Building a Microlearning Application with Python and Twilio SendGrid

Time to read:

March 13, 2020

Written by

Contributor

Building a Microlearning Application with Python and Twilio SendGrid

Build a Microlearning Application with Python and Twilio SendGrid

The sheer amount of information we have out there is enormous and it can be overwhelming for people trying to learn a new skill to decide what resource to use and actually follow through on learning these skills. For the worker especially, it can be really difficult finding the time to focus on learning these skills. Courses take months to complete and books have hundreds of scary pages. This difficulty calls for a need to modify the way we learn, and Microlearning is one successful attempt at adaptation.

Microlearning is a learning approach that involves getting your learning material in micro-units over a period of time. What this means is, if you want to read an online book that has 600 pages, you can read a few pages of the book per day. This way, you can estimate how long it will take you to complete the book and you’re less overwhelmed by the size of it, I hope.

I had been trying to hone my Python skills by reading the entire Python Language Reference. I tried doing this once every day, but it was difficult remembering to do it or just finding the time to. But somehow, I remember to take my daily Duolingo course when the little bird notifies me. I decided to try to apply this approach to my Python reference problem and see how it goes.

What I built is an application that gets data from the Python Language Reference and delivers a chapter of the reference to me, each day, by email.

What we are building

These are the steps we’ll take in building this application

Get the data we need from the Python Language Reference.
Set up an email service.
Deploy our application to Heroku and set up daily scheduling using the Heroku scheduler add-on.

email with a Python documentation chapter

Tutorial requirements

To follow along with this tutorial, you will need the following components:

Python 3.6 or higher
Virtualenv
Virtualenvwrapper
A Twilio SendGrid account. If you are new to Twilio SendGrid you can create a free account, which allows you to send 100 emails per day.
A Github account
A Heroku account.

You will also need to have some understanding of HTML.

Scraping the Python documentation

To get the data we need, we will need to scrape (accessing and extracting data from a website) the Python Library Reference documentation, format this data to suit our specifications and return this data.

Setting up our Github Repository

Let’s start by creating a GitHub repository for our project. If you don’t already have one, you can create a GitHub account. If you do have an account, you can go ahead and create a repository for the project and follow the setup instructions. I’m going to use the name python-microlearning-app for this repository, but you can use a different name if you like. Add a .gitignore file for the Python language while creating your repository.

Installing packages

Now let’s clone our repository and then create our virtual environment.

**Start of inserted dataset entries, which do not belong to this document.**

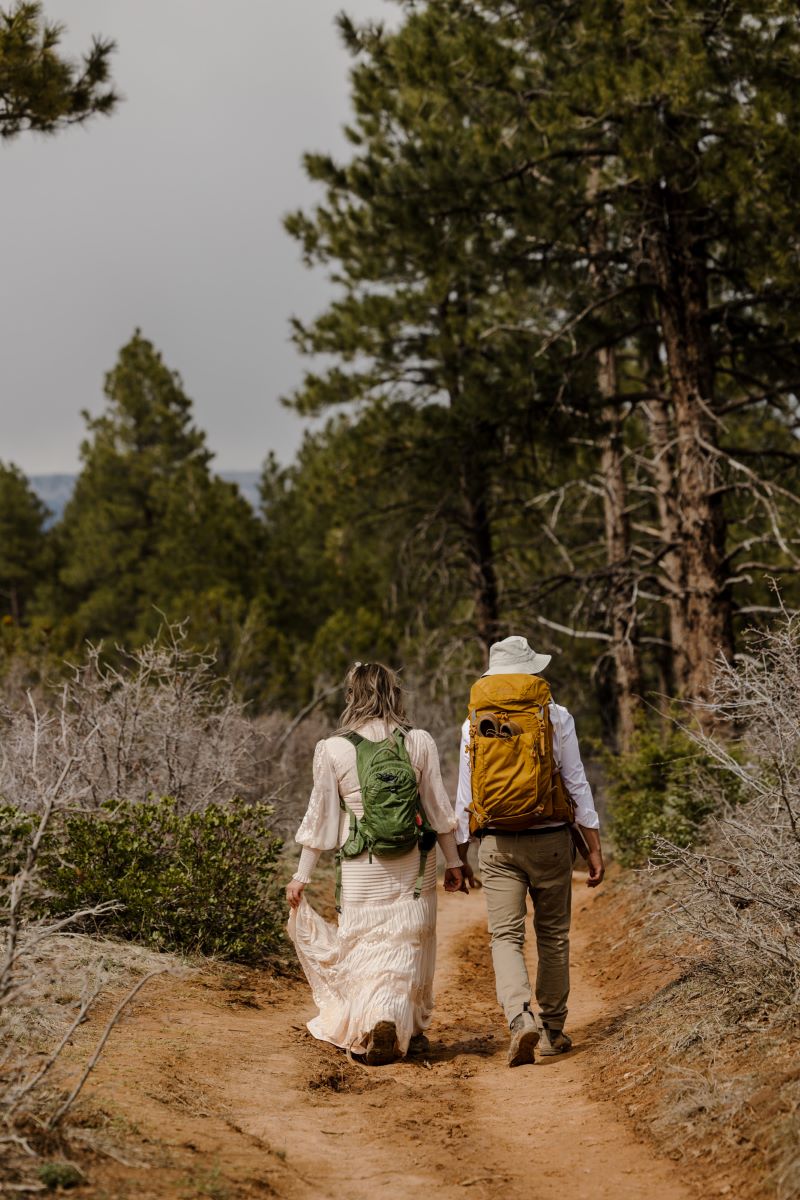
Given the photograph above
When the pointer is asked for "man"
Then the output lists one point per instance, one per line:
(535, 859)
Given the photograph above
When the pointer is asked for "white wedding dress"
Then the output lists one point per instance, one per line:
(377, 964)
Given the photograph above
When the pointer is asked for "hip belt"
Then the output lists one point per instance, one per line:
(533, 832)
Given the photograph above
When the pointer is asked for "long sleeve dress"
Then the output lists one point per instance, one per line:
(378, 963)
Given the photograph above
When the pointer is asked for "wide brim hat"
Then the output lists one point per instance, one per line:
(513, 655)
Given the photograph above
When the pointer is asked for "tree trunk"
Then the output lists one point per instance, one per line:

$ git clone https://github.com/<your-github-username>/python-microlearning-app
$ cd python-microlearning-app
$ mkvirtualenv py-microlearning-app

Now that we have our virtual environment created, we can start installing the packages we need.

We will be installing the following packages:

Beautiful Soup: For parsing HTML and XML files.
Requests: Allows us to send HTTP requests easily.
Python-dotenv: Reads the key-value pairs from our .env file and creates environment variables.

(py-microlearning-app) $ pip install bs4 requests python-dotenv

Now when we run pip freeze we see the packages we installed and the packages that were installed along with them (some packages depend on other packages).

beautifulsoup4==4.8.2
bs4==0.0.1
certifi==2019.11.28
chardet==3.0.4
idna==2.9
python-dotenv==0.11.0
requests==2.23.0
soupsieve==2.0
urllib3==1.25.8

Writing the scraper

The first thing we want to do when scraping a website is to inspect the pages to see the data we want to extract and the HTML tags surrounding it. To do this, we can go on the website and inspect it using the “developer tools” of our web browser.

Python reference documentation table of contents

After inspecting the page structure, we can write the code to extract the data we need. Add this code snippet to a new file called scraper.py:

import re

import requests

from bs4 import BeautifulSoup

BASE_URL = 'https://docs.python.org/3/reference/'


def main(idx):
    """
    Scrape base url and extract links

    :Param idx: index of link to be parsed
    :Return: parsed content
    """
    content = _scraper(BASE_URL)
    links = content.findAll(href=_has_no_hashtag)

    # We want to get only the 10 chapters of the reference
    start = 17
    end = -14
    links = links[start:end]

    result = _handle_link(links[idx])
    return result


def _has_no_hashtag(href):
    """
    Remove sub chapters

    :Param href: tags with the `href` attribute
    :Return: True if `href` exists and does not contain a hashtag
                  else return False
    """
    return href and not re.compile("#").search(href)


def _handle_link(link):
    """
    Scrape and parse link

    :Param link: link to be parsed
    :Return: tuple of (header, url, body)
    """
    url = f"{BASE_URL}{link.get('href')}"
    content = _scraper(url)

    permalink = content.findChildren("a", {"class": "headerlink"})
    _decompose(permalink)

    header = content.find('h1').text.lstrip('0123456789. ')
    body = content.find("div", {"class": "document"})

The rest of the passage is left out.